Wouldn’t it be great if you could jump to the end of that process, and start typing/learning the commands directly from the Try Cassandra page?  

We thought so too!  At DataScale have taken the Cassandra setup part, and done that for you.  All you have to do is use the web-based interactive CQL Shell that we’ve integrated directly into the Try Cassandra page.  That’s it.

The rest of the spirit of the Try Cassandra page hasn’t changed.  You will still issue mostly the same commands that you would have before, and learn the same things as before.  We’ve just simplified it.


What is CQL Shell?

The CQL Shell is a python-based command line client that is included in the Cassandra installation.  To simplify the interaction with Cassandra, we made that command line experience available via a web browser.  You can issue all the same CQL commands that you would from a command line.  The only difference is that you don’t have to worry about where to do that from as it’s all in-browser.
Screen Shot 2015-09-21 at 10.51.24 PM

How does CQL Shell work?

The Try Cassandra page is divided into two sections.  First is the left menu, which is separated into walkthrough instructions for Developer and Administrator.  Second is the main body of the page, which has the CQL Shell that resembles a command line interface.

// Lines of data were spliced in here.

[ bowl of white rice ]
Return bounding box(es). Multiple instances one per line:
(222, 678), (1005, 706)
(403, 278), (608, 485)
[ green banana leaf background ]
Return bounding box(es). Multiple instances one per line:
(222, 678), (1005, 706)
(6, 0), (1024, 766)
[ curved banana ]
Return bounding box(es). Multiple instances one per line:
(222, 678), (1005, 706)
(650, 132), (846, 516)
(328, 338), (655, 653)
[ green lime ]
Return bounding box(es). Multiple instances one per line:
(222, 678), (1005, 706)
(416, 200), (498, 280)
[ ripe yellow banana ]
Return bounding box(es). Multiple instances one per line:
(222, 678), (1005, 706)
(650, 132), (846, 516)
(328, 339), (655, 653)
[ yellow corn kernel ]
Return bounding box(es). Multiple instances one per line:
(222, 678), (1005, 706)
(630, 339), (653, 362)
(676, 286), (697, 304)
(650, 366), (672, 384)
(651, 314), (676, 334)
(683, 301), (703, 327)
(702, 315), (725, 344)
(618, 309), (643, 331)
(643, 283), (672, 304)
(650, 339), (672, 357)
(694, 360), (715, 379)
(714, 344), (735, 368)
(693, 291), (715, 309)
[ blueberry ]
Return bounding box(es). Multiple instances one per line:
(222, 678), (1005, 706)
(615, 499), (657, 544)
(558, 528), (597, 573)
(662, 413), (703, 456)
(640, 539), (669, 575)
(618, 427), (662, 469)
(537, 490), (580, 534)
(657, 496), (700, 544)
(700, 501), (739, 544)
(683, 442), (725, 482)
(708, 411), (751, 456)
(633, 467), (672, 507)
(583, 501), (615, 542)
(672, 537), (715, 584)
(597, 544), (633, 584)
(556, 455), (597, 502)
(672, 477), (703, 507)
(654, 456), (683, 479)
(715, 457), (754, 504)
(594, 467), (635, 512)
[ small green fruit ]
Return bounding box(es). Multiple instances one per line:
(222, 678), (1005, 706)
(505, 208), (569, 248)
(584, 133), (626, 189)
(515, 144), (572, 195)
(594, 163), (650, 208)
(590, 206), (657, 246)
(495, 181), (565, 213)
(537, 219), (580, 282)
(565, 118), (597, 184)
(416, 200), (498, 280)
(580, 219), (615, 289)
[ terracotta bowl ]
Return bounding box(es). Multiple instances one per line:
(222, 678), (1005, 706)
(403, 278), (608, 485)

The user should click the desired walkthrough and try out the commands as shown.

This is done by either copying commands from the walkthrough and pasting them into the CQL Shell or by typing the commands directly into the CQL Shell.

Screen Shot 2015-09-21 at 10.51.19 PM

The Developer walkthrough has basic Cassandra concepts with the corresponding CQL commands. The user will be able to create tables as well as insert, update, select, and delete records.  

Screen Shot 2015-09-21 at 10.51.14 PM

The Administrator walkthrough is a little bit tougher to do in a web browser, as some of it involves interacting with system level command lines.  However, we’ve done our best to show the system commands as well as the CQL commands to run and what the expected output would be.  It walks the user through the config files & utility tools, and some typical administrative tasks.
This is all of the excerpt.